Avoiding the Passive Voice
This is actually a subject area that I’ve only really recently fully understood. I used to over-use the passive voice, and this really damaged my fiction. And as I’ve seen a number of other members here over-using the passive voice in their stories, I figured I’d write a short article on it.
So - and this is what I imagine a number of people may be asking - what is the passive voice?
Well, it’s kindda hard to explain… read the Wikipedia article on it and you’ll be left scratching your head. So, instead of trying to describe what the passive voice is, instead I’m just going to explain what it does, why it’s bad, and how to avoid it.
The passive voice takes the emphasise away from the action, causing the reader to feel detached from the story (and often, bored as well). For example, the passive voice could be: Jack began to climb the hill, whereas the active (good) version would be: Jack climbed the hill. It may be hard to tell if there is any significant difference between the two when only comparing a single sentence, but when the passive voice infiltrates an entire story, the effects build up and worsen (and can ruin a perfectly good story).
The following make up the passive voice:
- ‘ing’ verbs. You don’t want too many verbs ending with ‘ing’. Words such as ‘climbing,’ ‘crying,’ ‘begging,’ (etc) are naturally more passive than their ‘ed’ counterparts (‘climbed’, ‘cried’, ‘begged’). ‘He was ambling along,’ is passive, whereas active would be: ‘He ambled along.’
- ‘Starting to’ words. Often you may include unnecessary words before a character does something that detract from the story, rather than adding (such as my Jack example above). Phrases such as: ‘began to,’ ‘started to,’ (etc). You don’t need to say a person began to do X - just say he did X.
- Inactive verbs. ‘Was,’ ‘were,’ ‘are,’ ‘is.’ Don’t say: ‘There were five soldiers standing in front of him,’ but rather: ‘Five soldiers stood in front of him.’ The ‘there were’ is completely unnecessary, detracts from the sentence, and also naturally leads onto ‘ing’ verbs.
- Unnecessary adverbs.

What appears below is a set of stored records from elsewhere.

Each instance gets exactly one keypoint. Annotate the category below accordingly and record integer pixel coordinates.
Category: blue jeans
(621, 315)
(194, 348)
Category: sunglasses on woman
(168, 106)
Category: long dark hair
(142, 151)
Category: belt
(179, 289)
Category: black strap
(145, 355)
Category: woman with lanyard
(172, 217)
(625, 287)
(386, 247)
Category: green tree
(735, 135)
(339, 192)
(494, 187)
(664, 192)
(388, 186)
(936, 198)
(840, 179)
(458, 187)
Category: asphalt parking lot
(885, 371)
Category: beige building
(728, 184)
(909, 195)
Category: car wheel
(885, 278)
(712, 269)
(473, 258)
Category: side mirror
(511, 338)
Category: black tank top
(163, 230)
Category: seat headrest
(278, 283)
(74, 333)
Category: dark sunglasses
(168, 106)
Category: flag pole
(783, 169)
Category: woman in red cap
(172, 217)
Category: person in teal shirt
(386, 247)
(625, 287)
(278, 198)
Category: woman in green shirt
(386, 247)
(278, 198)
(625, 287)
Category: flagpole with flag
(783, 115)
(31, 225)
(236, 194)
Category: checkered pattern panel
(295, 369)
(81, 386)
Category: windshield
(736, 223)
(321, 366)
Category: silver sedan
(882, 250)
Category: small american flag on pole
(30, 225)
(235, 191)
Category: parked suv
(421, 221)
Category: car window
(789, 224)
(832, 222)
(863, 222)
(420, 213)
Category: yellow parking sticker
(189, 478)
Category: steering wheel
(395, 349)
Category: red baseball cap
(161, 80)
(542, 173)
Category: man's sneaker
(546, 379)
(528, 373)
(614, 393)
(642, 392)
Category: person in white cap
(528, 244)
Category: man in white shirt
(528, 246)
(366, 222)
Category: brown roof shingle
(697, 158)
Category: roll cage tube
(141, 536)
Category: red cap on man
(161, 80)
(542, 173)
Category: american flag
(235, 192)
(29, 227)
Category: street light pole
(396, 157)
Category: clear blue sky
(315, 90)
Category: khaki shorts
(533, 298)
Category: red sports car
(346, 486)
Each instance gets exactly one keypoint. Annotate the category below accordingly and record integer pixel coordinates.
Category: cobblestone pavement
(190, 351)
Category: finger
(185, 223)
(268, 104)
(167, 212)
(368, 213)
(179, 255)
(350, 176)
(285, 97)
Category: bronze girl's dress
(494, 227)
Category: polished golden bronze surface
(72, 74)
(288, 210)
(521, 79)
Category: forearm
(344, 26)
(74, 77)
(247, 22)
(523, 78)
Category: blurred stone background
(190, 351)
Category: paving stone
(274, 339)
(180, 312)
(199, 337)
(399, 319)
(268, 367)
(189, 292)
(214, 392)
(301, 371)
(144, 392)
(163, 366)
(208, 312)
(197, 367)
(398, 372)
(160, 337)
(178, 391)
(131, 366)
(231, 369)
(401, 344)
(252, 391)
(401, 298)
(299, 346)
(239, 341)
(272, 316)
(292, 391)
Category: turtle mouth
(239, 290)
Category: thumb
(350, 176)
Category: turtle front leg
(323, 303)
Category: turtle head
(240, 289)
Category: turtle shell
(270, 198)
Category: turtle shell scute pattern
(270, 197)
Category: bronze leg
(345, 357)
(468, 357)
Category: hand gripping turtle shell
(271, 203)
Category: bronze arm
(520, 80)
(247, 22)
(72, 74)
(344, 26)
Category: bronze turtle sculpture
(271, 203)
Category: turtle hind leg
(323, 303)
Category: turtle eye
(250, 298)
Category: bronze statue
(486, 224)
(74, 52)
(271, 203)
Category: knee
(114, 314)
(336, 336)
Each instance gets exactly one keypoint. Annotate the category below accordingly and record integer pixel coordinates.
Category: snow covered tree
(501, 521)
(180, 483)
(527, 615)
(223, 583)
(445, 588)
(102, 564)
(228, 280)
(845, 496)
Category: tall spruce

These are words that describe a verb, but are completely unnecessary. For example: ‘He walked quickly,’ would be passive (most passive adverbs end with ‘ly’). It would be much better to remove ‘quickly’ and replace ‘walked’ with a stronger verb that conveyed the same meaning, such as: ‘He strode.’ Of course, adding a passive adverb onto an ‘ing’ verb is even worse (‘He was walking quickly’).
‘Ted was walking slowly along down the road, minding his own business, when something happened. People began to appear all around him, coming out of thin air. Confused, he began to spin around, wondering where all the people had come from.’ - Passive voice (bad).
‘Ted ambled down the road, minding his own business. Groups of people appeared around him, out of thin air. Confused, he spun around. Where had they come from?’ - Active voice (good).